Pule el mango de boj, le hace una hendidura, afila el metal, desbasta la hoja hasta dejarla reluciente, le hace unas muescas al mango, las quema para decorarlo, lo barniza dos veces, golpea con un mazo la madera contra la hoja para hacerla encajar, se mueve de un lado a otro como un prestidigitador, de aquí para allá, de acá para atrás, uno ya pierde el ritmo de lo que hace, pero en media hora, casi puntual, la pletina de acero y la rama de árbol se han convertido, como por arte de magia, en una perfecta navaja con el sello 'A' de Antonio Díaz, que nos cede como recuerdo de la liturgia artesana.
El padre de Díaz, de idéntico nombre, entra entonces en el local como una sombra y observa todo el proceso echando una de esas miradas apasionadas y concentradas que parecen un disparo del alma.

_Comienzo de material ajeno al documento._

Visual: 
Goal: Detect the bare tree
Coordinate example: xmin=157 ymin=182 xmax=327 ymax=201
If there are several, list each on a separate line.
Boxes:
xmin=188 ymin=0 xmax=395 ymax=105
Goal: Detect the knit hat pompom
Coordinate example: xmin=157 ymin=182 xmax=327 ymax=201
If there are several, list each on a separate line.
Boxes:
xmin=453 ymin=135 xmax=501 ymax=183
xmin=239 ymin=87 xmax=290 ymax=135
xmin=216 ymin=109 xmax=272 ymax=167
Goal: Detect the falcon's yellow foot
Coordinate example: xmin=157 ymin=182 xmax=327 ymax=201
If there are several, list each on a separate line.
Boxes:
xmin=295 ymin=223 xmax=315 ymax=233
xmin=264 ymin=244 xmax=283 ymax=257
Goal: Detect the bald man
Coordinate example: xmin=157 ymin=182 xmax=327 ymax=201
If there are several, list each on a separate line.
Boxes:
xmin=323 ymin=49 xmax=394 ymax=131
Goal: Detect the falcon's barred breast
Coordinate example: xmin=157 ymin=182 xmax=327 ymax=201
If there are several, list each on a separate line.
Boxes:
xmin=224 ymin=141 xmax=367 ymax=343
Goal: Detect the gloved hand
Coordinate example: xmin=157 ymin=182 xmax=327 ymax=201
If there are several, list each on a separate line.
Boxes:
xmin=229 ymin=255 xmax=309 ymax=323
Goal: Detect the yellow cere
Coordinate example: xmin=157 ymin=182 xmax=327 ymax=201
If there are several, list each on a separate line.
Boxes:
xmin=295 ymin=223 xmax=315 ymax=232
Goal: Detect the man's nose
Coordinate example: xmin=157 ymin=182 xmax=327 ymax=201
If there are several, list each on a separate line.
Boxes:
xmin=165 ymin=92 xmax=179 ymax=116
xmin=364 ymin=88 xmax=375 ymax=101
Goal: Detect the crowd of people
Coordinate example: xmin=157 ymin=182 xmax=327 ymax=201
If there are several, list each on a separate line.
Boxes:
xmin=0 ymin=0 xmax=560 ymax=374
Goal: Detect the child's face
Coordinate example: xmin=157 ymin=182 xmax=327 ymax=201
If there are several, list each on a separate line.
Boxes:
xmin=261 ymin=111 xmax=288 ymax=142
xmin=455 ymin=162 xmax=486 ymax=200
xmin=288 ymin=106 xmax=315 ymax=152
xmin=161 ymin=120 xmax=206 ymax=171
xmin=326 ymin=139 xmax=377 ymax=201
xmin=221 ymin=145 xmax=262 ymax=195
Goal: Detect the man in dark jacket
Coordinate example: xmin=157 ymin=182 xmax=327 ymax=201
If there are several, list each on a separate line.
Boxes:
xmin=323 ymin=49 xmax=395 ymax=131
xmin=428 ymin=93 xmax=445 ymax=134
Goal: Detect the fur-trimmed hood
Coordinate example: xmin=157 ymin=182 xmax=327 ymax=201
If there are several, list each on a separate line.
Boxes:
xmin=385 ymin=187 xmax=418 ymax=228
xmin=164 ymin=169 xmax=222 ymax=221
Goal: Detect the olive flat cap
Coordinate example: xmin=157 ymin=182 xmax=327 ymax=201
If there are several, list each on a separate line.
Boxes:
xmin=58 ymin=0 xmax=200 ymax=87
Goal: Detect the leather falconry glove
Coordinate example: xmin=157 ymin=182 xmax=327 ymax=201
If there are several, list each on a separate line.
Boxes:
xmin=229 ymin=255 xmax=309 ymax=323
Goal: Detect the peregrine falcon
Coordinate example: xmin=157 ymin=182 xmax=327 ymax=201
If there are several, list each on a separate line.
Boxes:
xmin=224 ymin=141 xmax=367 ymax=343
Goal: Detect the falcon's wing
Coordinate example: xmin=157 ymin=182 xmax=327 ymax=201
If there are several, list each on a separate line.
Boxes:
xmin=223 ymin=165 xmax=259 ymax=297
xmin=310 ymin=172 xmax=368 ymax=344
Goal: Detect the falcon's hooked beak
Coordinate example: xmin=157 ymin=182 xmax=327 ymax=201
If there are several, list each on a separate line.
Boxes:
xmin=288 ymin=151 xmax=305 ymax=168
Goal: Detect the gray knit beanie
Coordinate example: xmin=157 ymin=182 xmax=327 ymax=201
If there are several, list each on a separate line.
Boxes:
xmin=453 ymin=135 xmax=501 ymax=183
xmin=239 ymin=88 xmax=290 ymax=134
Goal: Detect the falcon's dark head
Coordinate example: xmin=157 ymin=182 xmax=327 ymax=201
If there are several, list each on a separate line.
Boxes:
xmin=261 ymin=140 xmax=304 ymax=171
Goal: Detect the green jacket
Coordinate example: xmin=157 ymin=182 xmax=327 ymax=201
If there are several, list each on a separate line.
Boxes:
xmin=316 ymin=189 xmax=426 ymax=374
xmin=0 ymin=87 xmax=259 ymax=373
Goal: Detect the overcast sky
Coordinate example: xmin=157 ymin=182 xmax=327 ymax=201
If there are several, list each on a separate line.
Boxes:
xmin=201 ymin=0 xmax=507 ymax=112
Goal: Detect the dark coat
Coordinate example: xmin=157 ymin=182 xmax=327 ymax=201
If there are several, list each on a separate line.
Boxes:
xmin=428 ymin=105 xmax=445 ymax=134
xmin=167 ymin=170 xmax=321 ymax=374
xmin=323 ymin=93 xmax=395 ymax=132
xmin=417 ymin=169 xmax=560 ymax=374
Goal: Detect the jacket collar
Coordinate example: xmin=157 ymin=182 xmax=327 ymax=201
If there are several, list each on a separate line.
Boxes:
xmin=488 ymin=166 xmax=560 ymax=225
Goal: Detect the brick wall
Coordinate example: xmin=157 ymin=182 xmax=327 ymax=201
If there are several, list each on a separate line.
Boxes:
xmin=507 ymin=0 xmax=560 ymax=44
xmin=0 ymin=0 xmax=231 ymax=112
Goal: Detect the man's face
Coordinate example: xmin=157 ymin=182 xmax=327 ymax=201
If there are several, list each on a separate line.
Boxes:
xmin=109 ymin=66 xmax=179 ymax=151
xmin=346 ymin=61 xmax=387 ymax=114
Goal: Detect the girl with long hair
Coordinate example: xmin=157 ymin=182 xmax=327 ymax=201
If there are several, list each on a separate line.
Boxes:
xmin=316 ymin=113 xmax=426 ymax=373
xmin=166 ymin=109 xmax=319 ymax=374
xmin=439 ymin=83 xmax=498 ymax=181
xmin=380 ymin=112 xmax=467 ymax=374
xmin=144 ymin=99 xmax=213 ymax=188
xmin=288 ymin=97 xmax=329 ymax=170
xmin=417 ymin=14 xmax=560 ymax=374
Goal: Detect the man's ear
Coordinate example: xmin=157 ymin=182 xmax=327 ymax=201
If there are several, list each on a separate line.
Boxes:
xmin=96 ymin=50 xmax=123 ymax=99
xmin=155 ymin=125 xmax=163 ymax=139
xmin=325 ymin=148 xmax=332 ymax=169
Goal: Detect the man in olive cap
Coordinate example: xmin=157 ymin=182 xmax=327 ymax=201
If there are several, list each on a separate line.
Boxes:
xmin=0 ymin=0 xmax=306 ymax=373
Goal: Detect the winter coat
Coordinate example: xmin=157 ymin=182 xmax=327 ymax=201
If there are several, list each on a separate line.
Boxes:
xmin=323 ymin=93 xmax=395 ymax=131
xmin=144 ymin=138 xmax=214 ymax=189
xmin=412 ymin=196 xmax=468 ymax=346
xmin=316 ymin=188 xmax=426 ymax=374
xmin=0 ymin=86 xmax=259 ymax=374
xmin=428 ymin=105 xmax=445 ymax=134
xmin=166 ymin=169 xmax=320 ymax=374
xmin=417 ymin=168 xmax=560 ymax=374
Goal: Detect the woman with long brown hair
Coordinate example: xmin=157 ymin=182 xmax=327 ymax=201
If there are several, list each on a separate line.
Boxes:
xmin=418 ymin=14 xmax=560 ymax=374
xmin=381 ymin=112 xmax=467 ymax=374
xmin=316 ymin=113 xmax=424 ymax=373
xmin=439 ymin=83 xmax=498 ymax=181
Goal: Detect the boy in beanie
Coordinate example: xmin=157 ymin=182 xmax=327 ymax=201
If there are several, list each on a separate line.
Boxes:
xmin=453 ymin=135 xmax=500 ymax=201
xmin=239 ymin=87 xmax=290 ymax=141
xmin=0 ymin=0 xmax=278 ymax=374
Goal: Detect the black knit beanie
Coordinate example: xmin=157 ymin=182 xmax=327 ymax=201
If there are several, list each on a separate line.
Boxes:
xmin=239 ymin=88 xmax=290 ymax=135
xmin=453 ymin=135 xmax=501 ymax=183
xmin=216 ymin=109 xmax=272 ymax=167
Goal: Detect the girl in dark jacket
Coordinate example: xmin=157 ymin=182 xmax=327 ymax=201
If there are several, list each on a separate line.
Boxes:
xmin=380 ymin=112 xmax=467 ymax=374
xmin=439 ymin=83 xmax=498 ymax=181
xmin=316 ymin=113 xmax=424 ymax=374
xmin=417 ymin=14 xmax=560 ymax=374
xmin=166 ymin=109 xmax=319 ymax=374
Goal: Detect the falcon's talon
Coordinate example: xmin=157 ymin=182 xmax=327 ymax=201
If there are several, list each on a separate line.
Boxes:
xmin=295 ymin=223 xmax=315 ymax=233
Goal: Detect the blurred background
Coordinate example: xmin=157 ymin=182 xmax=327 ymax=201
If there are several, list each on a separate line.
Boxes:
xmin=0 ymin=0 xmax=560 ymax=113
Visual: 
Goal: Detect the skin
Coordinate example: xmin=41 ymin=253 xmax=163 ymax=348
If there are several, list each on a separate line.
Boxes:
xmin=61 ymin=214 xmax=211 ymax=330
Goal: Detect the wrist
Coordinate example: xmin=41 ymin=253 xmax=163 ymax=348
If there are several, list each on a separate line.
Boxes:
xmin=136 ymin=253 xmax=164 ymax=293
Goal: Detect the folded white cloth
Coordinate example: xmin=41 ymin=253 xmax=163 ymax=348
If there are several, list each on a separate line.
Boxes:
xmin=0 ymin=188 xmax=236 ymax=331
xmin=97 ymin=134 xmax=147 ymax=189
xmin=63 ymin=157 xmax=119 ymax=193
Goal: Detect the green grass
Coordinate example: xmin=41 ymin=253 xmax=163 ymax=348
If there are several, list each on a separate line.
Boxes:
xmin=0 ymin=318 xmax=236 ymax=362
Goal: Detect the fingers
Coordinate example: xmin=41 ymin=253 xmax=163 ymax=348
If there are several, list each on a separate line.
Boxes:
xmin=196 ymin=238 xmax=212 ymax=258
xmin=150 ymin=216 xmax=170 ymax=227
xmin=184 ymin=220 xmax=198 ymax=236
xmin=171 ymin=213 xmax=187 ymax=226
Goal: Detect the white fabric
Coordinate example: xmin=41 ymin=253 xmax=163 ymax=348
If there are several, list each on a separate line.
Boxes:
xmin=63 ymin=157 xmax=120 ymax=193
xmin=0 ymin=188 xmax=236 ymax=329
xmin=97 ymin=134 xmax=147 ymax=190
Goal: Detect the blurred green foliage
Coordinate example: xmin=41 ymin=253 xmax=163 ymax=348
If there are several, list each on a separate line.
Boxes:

Conversa algo en voz muy baja con sus nietos. Le pedimos una fotografía familiar y accede a hacérsela, sonriente, aunque sin mediar palabra. Su familia, generación tras generación, explica Antonio Díaz hijo, se dedica a este oficio. Ellos son el vivo ejemplo de cómo la ciencia del lenguaje que no se habla se mantiene incólume en Asturias. Y en un tiempo hiperconectado plagado de renunciadores de la tradición y dimisionarios de la paciencia que fuerzan al campo a un éxodo rural con el destino puesto en las frenéticas distopías de las junglas de asfalto, allí donde, paradójicamente, sólo se sueña con tener más tiempo libre para reconectar en el campo, avivar la llama de estos oficios centenarios se percibe como un acto de rebeldía, de autenticidad, el mejor homenaje que, en definitiva, se le puede rendir a la vida.